A September 17 Baltimore Sun article discusses a case being considered by the Maryland Court of Appeals that may undo the State’s longstanding common law contributory negligence liability standard and move the State to a comparative negligence (also sometimes called comparative fault) standard. Such a move would likely increase the ability of a plaintiff to recover for injuries even where the plaintiff contributed to being injured.
As previously reported on Conduit Street, changing to a comparative negligence standard would increase the liability exposure of county governments and MACo has signed onto an amicus curiae (friend of the court) brief urging the Court to uphold the contributory negligence standard. The Maryland General Assembly has considered legislation to change the standard at various times over the last several decades but has always declined to do so. From the Sun article:
The collapse of a soccer goal on a Howard County practice field has led the state’s highest court to reconsider more than 150 years of personal injury law, in a case that could significantly improve injured plaintiffs’ chances of winning payouts. …
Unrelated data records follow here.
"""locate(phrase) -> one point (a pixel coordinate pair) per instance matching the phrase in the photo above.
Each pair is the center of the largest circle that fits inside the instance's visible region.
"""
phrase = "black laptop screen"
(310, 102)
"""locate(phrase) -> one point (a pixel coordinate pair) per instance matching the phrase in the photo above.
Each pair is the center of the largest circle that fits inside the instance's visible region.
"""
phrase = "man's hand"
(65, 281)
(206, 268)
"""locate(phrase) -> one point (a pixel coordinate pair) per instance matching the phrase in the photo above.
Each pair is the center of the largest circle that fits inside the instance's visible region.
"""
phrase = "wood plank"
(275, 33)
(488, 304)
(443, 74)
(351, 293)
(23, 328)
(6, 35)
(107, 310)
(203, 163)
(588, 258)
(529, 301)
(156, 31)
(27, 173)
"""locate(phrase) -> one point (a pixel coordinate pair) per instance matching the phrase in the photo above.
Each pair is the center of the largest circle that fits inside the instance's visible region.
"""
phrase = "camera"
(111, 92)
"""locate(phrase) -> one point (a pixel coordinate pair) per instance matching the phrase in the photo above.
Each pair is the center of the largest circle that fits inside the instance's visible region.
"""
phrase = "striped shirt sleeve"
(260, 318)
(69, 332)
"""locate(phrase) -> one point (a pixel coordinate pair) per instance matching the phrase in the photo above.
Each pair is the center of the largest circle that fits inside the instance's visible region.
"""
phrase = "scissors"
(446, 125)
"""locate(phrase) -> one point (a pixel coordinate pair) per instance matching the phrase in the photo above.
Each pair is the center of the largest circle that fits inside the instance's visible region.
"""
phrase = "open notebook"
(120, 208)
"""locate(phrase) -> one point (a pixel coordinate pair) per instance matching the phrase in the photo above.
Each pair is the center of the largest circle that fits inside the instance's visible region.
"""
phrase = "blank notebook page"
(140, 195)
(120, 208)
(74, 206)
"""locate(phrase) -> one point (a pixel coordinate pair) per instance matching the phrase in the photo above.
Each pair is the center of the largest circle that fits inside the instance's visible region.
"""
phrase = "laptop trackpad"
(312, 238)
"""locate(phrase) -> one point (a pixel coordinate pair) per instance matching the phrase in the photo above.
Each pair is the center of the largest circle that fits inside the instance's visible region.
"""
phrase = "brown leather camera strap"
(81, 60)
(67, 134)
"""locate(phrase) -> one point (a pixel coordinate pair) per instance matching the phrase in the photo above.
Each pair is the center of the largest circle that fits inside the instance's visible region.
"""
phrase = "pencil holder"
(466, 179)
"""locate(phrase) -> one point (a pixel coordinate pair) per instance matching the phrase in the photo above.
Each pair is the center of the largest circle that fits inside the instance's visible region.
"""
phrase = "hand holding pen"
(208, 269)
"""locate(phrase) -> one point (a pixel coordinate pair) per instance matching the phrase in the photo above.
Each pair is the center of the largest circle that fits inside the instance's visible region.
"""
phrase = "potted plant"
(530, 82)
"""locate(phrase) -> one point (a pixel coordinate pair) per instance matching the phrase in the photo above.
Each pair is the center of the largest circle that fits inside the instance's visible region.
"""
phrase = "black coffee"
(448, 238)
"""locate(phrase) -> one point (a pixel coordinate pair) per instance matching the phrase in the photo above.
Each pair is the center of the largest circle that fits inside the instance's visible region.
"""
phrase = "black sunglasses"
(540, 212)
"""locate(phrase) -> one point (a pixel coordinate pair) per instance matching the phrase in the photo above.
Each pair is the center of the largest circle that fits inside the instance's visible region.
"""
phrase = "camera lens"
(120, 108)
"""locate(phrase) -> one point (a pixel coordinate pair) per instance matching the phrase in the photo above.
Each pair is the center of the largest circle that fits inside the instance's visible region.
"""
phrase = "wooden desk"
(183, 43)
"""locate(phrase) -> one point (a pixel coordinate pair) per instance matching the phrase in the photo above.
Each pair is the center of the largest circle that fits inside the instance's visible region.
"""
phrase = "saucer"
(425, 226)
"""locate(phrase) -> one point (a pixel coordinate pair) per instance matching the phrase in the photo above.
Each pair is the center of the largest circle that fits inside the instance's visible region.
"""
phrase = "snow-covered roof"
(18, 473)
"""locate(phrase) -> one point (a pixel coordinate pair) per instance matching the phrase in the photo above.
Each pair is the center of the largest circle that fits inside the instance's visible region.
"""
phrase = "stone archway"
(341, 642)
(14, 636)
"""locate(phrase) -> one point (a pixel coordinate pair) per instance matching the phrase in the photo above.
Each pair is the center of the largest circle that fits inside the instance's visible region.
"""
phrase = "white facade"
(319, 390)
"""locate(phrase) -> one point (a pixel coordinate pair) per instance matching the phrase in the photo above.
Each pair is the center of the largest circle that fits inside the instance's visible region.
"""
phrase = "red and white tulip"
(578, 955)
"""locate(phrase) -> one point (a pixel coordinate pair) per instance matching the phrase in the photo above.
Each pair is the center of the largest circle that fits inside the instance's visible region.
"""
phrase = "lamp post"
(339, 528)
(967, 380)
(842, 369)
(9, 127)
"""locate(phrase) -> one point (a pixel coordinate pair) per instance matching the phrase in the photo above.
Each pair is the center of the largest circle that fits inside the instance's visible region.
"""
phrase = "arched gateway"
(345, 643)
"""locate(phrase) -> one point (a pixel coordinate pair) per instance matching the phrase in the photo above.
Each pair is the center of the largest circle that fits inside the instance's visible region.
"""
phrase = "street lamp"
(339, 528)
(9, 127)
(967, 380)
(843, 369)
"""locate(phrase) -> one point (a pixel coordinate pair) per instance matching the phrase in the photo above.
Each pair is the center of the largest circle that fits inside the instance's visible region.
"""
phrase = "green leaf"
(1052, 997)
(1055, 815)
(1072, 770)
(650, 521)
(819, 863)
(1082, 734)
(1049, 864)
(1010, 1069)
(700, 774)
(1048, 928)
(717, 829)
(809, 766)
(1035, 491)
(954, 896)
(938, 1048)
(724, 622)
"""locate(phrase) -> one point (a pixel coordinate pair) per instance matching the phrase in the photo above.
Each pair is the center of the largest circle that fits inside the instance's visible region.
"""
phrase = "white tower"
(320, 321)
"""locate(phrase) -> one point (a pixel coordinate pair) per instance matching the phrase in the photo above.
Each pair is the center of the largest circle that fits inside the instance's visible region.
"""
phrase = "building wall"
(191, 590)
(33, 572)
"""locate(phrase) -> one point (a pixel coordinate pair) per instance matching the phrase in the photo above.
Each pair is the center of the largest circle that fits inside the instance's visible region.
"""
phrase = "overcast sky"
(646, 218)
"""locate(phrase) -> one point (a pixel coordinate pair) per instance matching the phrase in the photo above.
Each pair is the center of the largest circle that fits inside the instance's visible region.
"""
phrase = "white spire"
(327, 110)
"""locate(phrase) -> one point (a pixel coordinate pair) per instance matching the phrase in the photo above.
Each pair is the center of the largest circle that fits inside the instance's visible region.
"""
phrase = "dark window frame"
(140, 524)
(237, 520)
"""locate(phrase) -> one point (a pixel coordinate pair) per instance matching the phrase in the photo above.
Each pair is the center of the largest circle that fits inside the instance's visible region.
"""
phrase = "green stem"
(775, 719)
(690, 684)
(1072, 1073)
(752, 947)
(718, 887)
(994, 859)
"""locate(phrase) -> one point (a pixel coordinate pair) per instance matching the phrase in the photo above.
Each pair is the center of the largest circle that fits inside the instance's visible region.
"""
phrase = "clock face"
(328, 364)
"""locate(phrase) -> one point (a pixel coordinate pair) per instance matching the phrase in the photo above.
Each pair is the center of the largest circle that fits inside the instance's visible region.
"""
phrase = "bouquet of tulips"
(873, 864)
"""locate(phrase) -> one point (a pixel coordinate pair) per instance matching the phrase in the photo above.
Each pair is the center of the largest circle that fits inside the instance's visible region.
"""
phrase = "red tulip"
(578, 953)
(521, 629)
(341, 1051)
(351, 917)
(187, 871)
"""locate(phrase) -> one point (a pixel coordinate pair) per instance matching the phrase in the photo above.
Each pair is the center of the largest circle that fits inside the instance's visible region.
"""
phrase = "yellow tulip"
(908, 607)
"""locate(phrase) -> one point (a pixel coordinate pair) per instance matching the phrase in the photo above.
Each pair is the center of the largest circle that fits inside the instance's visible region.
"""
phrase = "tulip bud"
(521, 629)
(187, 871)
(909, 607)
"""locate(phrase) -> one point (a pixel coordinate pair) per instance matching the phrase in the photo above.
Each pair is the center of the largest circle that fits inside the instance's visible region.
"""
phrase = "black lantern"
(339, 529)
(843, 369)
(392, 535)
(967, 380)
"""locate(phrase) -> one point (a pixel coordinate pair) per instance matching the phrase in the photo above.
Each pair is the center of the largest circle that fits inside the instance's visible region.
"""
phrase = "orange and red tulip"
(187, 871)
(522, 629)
Maryland is one of only four states, plus the District of Columbia, that bar injured people from winning lawsuits if they had any role in an accident — even if a jury finds the defendant in their suit deserved a much greater share of the blame. Most other courts allow juries to assign responsibility to each party, and award damages accordingly.
The U.S. Chamber of Commerce and the American Medical Association, which oppose changing that standard, warn of increased insurance rates, careless behavior and a spike in frivolous suits. Trial lawyers and others fighting for a reversal argue that Maryland should recognize that even people who are partially responsible for their injuries should have a chance to recover damages.